- Born: 20 September 1964 (age 61) Tripura, India
- Occupations: Artisan and loin-loom weaver
- Awards: Padma Shri (2024)

= Smriti Rekha Chakma =

Indian artisan

Smriti Rekha Chakma is an Indian artisan and loin-loom weaver from the Chakma community in Tripura known for her work with eco-friendly, vegetable-dyed cotton threads in traditional designs. She is the founder of Ujeia Jadha, an organization that trains rural and tribal women in weaving techniques.

In 2024, she was conferred the Padma Shri, India's fourth-highest civilian award, for her contribution to eco-friendly loin loom artistry.

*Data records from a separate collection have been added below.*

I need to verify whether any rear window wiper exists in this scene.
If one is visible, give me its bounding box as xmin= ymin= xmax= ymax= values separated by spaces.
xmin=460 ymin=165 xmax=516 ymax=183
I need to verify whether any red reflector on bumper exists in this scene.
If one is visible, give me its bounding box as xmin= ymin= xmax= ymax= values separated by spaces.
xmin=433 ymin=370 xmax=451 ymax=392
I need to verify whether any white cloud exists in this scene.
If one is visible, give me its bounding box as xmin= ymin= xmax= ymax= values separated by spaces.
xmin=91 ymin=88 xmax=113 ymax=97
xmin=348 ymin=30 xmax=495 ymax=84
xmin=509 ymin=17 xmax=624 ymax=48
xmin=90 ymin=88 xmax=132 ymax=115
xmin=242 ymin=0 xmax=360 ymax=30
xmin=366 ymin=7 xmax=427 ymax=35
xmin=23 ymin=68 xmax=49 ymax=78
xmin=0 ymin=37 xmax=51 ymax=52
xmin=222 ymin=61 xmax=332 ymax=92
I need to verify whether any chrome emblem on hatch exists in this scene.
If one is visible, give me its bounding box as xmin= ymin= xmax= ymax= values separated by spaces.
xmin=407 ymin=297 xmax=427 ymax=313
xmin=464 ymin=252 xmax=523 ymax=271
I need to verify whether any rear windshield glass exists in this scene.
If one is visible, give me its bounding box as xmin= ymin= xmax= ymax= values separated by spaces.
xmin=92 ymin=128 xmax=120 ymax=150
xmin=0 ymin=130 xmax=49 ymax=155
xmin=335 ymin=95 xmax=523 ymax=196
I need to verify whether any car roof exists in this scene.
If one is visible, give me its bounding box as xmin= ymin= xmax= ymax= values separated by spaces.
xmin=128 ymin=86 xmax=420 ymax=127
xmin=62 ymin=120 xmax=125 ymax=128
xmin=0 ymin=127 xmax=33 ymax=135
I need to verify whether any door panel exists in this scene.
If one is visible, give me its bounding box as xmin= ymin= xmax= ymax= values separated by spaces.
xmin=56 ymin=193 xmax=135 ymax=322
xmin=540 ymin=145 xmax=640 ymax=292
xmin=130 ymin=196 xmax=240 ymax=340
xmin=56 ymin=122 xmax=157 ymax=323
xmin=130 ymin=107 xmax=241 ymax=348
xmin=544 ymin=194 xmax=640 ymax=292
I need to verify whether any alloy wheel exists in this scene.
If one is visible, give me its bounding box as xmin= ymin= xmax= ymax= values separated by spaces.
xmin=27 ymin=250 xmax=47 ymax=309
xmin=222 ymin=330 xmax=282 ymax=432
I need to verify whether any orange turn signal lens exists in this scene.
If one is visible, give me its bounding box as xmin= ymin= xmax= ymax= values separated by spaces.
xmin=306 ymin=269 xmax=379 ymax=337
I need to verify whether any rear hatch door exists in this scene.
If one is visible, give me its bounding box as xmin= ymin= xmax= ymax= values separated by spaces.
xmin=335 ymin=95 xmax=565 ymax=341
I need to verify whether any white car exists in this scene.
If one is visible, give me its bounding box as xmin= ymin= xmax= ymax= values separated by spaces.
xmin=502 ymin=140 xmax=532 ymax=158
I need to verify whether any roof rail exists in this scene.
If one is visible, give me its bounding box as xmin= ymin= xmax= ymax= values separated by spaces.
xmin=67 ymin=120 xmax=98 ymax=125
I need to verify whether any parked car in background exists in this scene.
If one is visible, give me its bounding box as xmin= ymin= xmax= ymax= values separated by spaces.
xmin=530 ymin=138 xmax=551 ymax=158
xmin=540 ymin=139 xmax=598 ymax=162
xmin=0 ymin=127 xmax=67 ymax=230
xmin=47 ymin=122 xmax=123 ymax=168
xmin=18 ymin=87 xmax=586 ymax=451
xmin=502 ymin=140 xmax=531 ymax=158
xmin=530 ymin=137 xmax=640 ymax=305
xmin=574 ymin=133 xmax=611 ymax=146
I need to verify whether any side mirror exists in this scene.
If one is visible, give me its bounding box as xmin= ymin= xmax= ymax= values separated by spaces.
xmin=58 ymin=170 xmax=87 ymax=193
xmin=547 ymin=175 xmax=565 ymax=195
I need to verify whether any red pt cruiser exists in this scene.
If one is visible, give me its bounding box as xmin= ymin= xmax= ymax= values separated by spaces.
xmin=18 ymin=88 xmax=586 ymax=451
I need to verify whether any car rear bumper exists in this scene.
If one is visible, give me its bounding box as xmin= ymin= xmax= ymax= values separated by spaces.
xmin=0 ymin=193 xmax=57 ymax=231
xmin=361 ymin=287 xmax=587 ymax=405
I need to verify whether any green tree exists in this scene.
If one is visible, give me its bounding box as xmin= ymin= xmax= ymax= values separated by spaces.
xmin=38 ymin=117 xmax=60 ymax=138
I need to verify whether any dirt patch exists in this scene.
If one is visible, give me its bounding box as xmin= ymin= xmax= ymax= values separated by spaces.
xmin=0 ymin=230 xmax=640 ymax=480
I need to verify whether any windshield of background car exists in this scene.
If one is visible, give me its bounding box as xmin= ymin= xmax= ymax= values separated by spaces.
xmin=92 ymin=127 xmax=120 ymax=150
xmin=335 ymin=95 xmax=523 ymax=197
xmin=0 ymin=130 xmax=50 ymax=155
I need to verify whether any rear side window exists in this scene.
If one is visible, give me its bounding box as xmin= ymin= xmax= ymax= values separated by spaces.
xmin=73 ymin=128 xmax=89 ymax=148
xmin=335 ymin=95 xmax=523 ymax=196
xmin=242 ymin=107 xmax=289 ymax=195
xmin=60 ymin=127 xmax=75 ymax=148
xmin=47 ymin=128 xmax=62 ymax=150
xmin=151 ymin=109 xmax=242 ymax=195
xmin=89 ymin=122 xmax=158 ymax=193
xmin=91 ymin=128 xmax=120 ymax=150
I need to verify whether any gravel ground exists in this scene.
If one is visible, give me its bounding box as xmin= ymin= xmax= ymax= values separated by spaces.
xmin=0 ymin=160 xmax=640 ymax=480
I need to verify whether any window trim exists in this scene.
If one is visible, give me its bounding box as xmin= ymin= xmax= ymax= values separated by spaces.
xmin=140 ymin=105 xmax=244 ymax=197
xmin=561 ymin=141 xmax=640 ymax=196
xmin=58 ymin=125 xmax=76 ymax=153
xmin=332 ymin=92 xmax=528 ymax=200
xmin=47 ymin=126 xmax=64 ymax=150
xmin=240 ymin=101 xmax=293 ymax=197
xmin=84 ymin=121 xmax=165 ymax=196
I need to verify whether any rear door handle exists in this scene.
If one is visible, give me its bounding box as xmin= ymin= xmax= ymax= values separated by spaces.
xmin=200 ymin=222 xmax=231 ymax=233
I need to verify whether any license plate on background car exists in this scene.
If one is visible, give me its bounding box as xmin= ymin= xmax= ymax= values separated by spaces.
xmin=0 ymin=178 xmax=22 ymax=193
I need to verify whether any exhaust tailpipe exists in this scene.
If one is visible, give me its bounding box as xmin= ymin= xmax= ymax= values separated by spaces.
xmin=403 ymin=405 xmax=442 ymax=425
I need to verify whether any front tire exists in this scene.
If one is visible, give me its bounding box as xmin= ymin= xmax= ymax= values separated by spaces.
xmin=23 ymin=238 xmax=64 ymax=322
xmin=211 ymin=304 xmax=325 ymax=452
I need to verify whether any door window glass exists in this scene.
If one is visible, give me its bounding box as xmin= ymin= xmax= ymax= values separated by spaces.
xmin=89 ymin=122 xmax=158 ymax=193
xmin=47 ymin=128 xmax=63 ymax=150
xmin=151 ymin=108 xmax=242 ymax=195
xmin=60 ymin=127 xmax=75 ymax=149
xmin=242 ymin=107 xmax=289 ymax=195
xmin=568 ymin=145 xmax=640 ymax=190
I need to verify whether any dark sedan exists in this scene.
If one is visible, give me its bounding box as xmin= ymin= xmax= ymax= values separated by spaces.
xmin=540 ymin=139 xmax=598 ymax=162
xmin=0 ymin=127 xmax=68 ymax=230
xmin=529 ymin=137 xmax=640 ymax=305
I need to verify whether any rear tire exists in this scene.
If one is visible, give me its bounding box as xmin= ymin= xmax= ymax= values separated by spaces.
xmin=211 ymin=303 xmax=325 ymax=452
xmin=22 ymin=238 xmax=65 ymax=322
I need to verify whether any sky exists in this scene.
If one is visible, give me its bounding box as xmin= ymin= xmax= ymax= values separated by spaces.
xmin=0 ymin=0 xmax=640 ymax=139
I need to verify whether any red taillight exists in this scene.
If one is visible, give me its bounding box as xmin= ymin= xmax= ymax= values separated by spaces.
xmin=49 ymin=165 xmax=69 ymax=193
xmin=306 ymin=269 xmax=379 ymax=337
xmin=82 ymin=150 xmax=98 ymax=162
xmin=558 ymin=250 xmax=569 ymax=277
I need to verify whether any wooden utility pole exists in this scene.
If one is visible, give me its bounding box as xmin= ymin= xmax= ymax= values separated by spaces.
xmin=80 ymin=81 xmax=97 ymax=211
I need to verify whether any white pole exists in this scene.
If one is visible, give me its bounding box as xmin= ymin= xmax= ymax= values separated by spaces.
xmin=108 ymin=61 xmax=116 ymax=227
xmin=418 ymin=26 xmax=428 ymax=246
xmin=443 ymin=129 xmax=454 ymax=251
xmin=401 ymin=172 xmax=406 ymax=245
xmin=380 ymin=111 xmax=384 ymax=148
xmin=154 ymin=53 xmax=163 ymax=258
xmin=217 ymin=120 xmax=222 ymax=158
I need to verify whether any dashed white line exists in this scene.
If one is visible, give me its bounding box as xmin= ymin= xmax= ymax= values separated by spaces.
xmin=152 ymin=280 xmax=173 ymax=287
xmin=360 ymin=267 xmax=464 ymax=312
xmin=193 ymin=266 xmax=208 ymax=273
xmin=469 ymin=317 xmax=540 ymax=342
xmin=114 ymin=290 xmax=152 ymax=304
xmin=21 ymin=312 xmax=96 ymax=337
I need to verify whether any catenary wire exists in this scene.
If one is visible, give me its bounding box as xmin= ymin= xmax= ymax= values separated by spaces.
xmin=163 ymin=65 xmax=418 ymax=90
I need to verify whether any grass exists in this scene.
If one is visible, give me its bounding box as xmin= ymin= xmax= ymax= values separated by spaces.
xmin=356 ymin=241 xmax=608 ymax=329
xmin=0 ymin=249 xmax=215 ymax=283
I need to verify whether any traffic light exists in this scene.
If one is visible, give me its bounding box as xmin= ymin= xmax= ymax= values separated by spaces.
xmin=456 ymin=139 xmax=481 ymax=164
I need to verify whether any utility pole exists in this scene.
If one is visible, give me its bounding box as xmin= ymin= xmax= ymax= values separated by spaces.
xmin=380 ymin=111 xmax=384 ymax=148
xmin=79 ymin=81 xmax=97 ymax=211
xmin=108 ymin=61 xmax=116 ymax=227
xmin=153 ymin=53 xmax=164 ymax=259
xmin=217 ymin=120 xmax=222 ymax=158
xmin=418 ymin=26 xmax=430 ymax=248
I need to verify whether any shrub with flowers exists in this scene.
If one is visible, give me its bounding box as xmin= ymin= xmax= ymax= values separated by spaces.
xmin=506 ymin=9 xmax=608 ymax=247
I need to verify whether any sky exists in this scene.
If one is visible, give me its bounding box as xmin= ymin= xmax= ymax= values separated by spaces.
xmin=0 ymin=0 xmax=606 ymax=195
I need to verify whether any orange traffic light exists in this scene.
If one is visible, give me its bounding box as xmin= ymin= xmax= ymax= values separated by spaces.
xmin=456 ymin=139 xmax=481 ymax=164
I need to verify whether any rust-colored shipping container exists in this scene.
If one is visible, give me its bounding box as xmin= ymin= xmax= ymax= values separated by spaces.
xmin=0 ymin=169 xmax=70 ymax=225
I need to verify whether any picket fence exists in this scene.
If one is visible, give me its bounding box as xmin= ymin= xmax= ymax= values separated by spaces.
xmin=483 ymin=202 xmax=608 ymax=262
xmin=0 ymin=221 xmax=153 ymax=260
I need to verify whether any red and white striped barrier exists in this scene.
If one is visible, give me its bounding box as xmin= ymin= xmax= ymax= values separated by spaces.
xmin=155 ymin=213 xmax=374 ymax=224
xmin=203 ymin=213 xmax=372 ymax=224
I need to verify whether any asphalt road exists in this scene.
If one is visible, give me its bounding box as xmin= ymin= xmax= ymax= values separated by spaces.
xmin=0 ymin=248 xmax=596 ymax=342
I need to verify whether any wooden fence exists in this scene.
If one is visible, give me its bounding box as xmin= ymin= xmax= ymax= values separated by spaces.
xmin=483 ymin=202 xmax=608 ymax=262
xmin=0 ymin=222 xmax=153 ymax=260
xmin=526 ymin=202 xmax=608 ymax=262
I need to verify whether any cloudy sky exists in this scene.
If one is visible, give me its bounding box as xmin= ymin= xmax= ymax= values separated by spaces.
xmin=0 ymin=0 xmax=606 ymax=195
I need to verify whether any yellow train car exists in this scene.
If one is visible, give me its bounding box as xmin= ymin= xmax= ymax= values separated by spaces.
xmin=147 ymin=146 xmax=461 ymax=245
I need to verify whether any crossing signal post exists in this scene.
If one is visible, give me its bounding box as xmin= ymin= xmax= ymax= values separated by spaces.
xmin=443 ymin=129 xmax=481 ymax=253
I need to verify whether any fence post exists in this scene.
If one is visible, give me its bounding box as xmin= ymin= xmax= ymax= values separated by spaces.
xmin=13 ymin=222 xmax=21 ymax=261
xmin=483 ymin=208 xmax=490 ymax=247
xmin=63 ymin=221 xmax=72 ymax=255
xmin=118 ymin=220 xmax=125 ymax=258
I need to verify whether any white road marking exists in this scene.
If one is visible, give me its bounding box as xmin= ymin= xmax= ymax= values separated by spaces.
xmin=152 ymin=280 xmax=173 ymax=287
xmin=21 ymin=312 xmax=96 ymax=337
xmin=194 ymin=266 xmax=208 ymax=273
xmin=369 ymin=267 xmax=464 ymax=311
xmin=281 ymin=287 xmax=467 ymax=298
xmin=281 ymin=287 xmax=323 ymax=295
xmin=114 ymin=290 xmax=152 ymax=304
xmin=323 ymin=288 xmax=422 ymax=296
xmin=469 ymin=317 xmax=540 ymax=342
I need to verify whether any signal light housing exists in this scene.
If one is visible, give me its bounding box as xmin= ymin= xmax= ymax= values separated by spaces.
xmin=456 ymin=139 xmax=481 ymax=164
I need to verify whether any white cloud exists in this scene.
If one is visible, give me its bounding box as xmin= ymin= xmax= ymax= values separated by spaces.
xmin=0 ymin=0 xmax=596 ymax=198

== Early life and career ==
Born in 1964, Chakma grew up in the Chakma community. From a young age, she watched her grandmother weave on a loin loom, an old traditional tool, which sparked her interest in weaving. Chakma uses natural dyes in her work, made from locally gathered roots, seeds, herbs, and leaves. To make the dyes, she dries, crushes, and extracts colors from these natural items.

In addition to her weaving, Chakma founded Ujeia Jadha to preserve traditional weaving and teach skills to rural and tribal women.

== Awards ==
- 2000: received the Master Weaver Award from the president of India.
- 2018: Awarded the Sutrakar Samman at the "Sarees of India" exhibition organized by the Delhi Crafts Council.
- 2024: Awarded the Padma Shri for her work with eco-friendly loinloom artistry.